Crk1/2-dependent signaling is necessary for podocyte foot process spreading in mouse models of glomerular disease

Abstract

The morphology of healthy podocyte foot processes is necessary for maintaining the characteristics of the kidney filtration barrier. In most forms of glomerular disease, abnormal filter barrier function results when podocytes undergo foot process spreading and retraction by remodeling their cytoskeletal architecture and intercellular junctions during a process known as effacement. The cell adhesion protein nephrin is necessary for establishing the morphology of the kidney podocyte in development by transducing from the specialized podocyte intercellular junction phosphorylation-mediated signals that regulate cytoskeletal dynamics. The present studies extend our understanding of nephrin function by showing that nephrin activation in cultured podocytes induced actin dynamics necessary for lamellipodial protrusion. This process required a PI3K-, Cas-, and Crk1/2-dependent signaling mechanism distinct from the previously described nephrin-Nck1/2 pathway necessary for assembly and polymerization of actin filaments. Our present findings also support the hypothesis that mechanisms governing lamellipodial protrusion in culture are similar to those used in vivo during foot process effacement in a subset of glomerular diseases. In mice, podocyte-specific deletion of Crk1/2 prevented foot process effacement in one model of podocyte injury and attenuated foot process effacement and associated proteinuria in a delayed fashion in a second model. In humans, focal adhesion kinase and Cas phosphorylation - markers of focal adhesion complex-mediated Crk-dependent signaling - was induced in minimal change disease and membranous nephropathy, but not focal segmental glomerulosclerosis. Together, these observations suggest that activation of a Cas-Crk1/2-dependent complex is necessary for foot process effacement observed in distinct subsets of human glomerular diseases.

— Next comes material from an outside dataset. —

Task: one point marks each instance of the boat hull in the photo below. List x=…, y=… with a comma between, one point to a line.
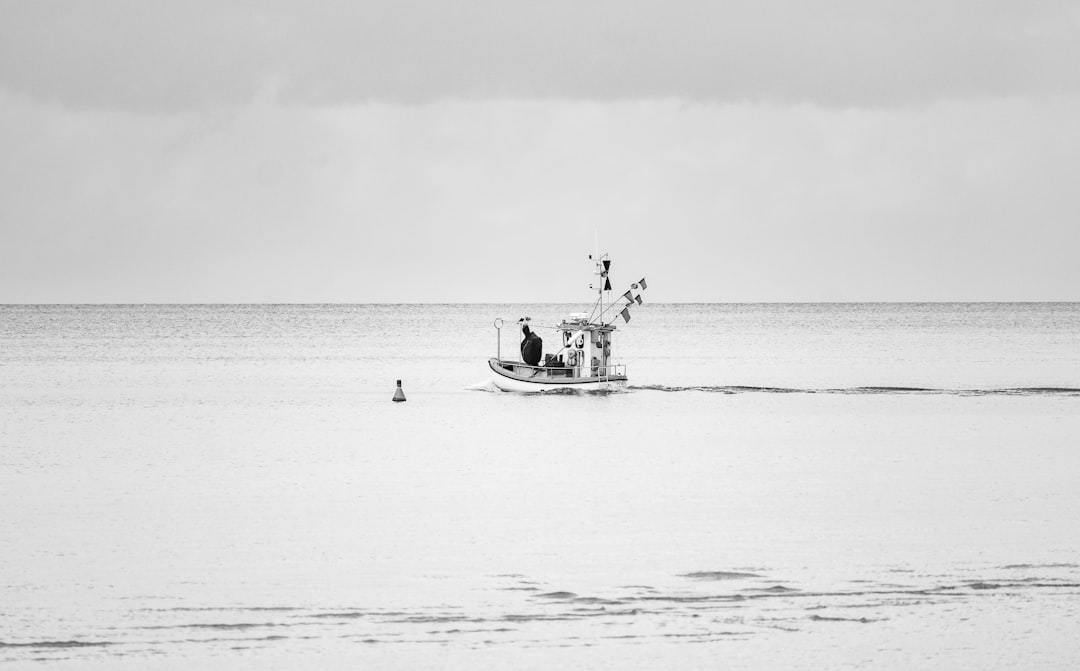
x=514, y=376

Figure 1. Crk1/2 interacts with nephrin in a tyrosine phosphorylation–dependent fashion.

(A) Purified recombinant GST-nephrinCD expressed in BL21 or TKB1 E. coli (to produce nonphosphorylated or tyrosine-phosphorylated nephrin, respectively) or purified GST alone was mixed with rat glomerular lysate, pulled down with glutathione agarose, and immunoblotted with monoclonal anti-Crk1/2 antibody. (B) Glomerular lysates from rats injected with PBS (control) or PAN were immunoprecipitated and/or immunoblotted using the indicated antibodies. (C) Cultured human podocytes expressing CD16/7-nephrinCD (CD16NCD) or CD16/7-HA (CD16HA) and Crk2-myc were activated by clustering: namely, addition of monoclonal anti-CD16 primary antibody (1°) and/or goat anti-mouse IgG Texas Red–conjugated secondary antibody (2°), as indicated, to the media of live cells. Crk2-myc was detected with rabbit polyclonal anti-myc primary antibody and Alexa Fluor 488–labeled secondary antibody. Cells were analyzed by confocal microscopy. CD16/7-nephrinCD (red) and Crk2-myc (green) colocalized in the plane of the plasma membrane. (D) SYF MEFs transiently expressing CD16/7-nephrinCD and Crk-GFP were activated by clustering. Although colocalization of nephrin and Crk was not observed in SYF MEFs, nephrin-Crk association was rescued by reexpressing Fyn, but not by expressing a kinase-dead variant of Fyn (FynKD). (C and D) Original magnification, ×630. yz plane reconstructions are shown at far right.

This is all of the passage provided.